The first-year Butler sophomore, forced to transfer after her previous school shut down, is one of two Bulldogs to play in every set this season. The 2015 Kamehameha alumna ranked sixth in the Big East with 4.06 digs per set as of Oct. 31, and her 443 total digs this year rank third.
Butler, currently 6-8 in conference, trails Villanova by two games for fourth place with four matches to go.
The top four teams advance to the Big East tournament and the Bulldogs play at Villanova this weekend.
“Everybody we have left (to play), we’ve either gone to five with or beaten,” Takeda said. “So if we can pull out the wins against the (teams) we lost to and beat the (teams) we already beat, hopefully the cards fall into our favor and we’ll be in the position (to make the playoffs).”
A three-time state finalist and one-time state champion at Kamehameha, Takeda earned a partial scholarship to Division II Dowling College in New York after filling out an online questionnaire. If she didn’t play volleyball, she wanted to attend Grand Canyon University in Arizona, but instead ended up at a small college on the East Coast.
“When they finally offered me a spot (on the volleyball team), I was over the moon,” Takeda said. “I accepted it right away. It was really small, but I feel like it was a really great choice for me.”
Her freshman year went so well that she was named by the American Volleyball Coaches Association as the freshman of the year in the East Region.
However, after the season ended, rumors began to swirl that the school was in trouble financially.
It wasn’t until after Takeda got home for the summer, with her flight back in August already booked, that she found out the school would close. If it hadn’t, she definitely would have returned for her sophomore year.
“When I got the email, I was devastated,” Takeda said. “I went outside to my dad and showed him the email and he asked me if I was OK. I said, ‘No,’ and started crying.”
Takeda said she spent the next day at home, in bed. Her coach at Dowling told her not to talk to any coaches to avoid any possible recruiting violations.

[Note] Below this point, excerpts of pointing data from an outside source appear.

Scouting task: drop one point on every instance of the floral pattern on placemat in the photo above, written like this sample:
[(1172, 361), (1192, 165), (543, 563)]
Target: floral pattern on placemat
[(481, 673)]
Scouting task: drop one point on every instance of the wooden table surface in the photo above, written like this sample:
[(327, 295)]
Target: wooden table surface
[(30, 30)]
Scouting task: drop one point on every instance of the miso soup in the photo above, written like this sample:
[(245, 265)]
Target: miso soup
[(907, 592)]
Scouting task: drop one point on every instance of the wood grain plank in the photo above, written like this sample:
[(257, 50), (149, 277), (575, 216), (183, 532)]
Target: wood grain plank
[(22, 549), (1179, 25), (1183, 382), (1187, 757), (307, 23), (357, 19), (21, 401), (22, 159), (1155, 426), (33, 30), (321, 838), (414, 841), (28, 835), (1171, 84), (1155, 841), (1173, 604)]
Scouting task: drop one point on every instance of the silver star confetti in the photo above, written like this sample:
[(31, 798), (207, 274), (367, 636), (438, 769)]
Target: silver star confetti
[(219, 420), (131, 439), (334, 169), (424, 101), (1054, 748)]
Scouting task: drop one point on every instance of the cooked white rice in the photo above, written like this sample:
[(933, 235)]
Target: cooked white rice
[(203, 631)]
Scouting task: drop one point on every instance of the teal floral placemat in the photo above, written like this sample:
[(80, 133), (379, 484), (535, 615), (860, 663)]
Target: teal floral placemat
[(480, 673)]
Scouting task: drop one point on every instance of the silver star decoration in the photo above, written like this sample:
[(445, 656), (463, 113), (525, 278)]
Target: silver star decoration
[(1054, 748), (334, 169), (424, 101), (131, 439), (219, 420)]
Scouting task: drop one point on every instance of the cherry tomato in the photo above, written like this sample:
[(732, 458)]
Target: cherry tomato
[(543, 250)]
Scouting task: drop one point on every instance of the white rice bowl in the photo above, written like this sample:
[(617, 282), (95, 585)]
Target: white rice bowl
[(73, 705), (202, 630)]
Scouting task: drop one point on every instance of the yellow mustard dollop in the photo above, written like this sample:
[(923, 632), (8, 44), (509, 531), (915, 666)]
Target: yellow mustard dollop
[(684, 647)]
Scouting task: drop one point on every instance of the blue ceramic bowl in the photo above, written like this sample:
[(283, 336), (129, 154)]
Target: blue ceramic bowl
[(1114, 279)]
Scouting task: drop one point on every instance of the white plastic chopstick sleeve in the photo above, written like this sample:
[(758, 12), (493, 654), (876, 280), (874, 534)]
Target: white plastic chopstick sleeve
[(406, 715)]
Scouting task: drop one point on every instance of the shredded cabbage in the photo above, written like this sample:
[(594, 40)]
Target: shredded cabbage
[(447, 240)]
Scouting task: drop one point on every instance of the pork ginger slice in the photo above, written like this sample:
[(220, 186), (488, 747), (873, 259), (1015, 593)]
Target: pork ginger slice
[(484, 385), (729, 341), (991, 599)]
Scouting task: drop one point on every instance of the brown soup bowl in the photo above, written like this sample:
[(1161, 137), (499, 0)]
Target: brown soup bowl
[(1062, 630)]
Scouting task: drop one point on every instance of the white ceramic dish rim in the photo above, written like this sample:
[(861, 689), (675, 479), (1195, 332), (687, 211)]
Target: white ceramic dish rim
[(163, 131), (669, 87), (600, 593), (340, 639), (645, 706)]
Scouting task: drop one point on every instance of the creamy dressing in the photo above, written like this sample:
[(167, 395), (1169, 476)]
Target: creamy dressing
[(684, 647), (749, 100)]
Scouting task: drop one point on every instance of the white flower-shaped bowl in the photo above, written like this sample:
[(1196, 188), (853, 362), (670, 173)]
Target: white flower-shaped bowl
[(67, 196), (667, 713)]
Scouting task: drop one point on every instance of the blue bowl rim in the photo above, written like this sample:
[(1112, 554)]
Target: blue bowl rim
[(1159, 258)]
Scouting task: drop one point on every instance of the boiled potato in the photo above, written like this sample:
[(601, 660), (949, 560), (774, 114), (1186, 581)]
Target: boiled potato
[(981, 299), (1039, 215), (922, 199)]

She had no colleges lined up to enroll in and wasn’t sure her volleyball career would continue.
To make matters worse, her father, Daryl, was battling cancer. He was diagnosed a week after Takeda’s high school graduation, but it never got in the way of her schooling.
“Before I could even think about it, my dad told me he didn’t want me to think about what I wanted to do,” Takeda said. “He knew how important getting an education is and didn’t want me to stop my life to see what happens when I have this opportunity in front of me.”
Takeda said her father went into remission later that year but the cancer came back a couple of months later.
“We’ve been dealing with it ever since,” Takeda said.
He is still fighting to this day, but when the Butler games are streamed online, he always watches.
Takeda wound up receiving a full athletic scholarship over the summer after the Butler coaching staff had originally contacted one of her Dowling teammates.
If Dowling hadn’t closed down, she’d be on a partial scholarship to a Division II school instead of getting a full ride to a Division I college.
“I was just thinking how odd it is that it actually ended up working out better not only for me, but my family,” Takeda said. “The universe works in mysterious ways.”